Constructing a vector of structs (with some custom constructors) from exactly two string literals crashes. Why?
Asked Answered
H

1

25

Can you guess the output of this trivial program?

#include <vector>
#include <string>
#include <exception>
#include <iostream>

int main()
{
    try { 
        struct X {
            explicit X(int) {}
            X(std::string) {} // Just to confuse you more...
        };
        std::vector<X>{"a", "b"};
    } catch (std::exception& x) {
        std::cerr << x.what();
    }
}

Well, I couldn't, which cost me a day of "research", before landing here, with finally having it distilled from some complex real-life code (with type aliases everywhere, anon. unions with non-POD members & hand-orchestrated ctors/dtors etc., just for the vibe).

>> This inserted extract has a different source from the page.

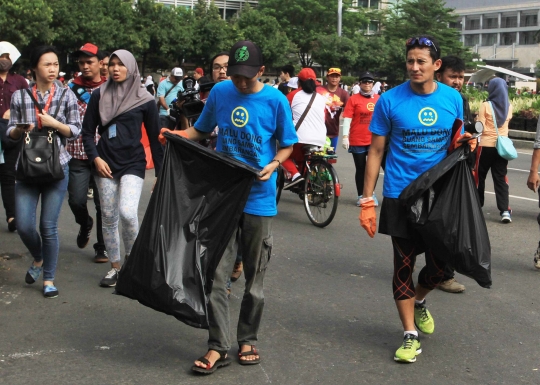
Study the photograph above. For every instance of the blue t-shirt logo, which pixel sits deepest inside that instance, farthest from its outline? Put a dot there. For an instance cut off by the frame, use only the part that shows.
(239, 117)
(427, 116)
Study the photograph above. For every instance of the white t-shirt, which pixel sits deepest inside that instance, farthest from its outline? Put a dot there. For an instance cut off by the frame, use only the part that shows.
(312, 130)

And... I still can't see what's going on! Can someone please give a gentle hint? (Hopefully just a blind spot. I no longer do C++ professionally.)

Note: clean compile* with both (latest) MSVC /W4 and GCC -Wall; same output in both (semantically).

* Even without the "confuse-the-reader" line. Which I think I'm gonna have nightmares from.


(Please bear with me for trying not to spoiler it by spelling everything out even more — after all, this truly is self-explanatory as-is, right? Except, the exact opposite for me...)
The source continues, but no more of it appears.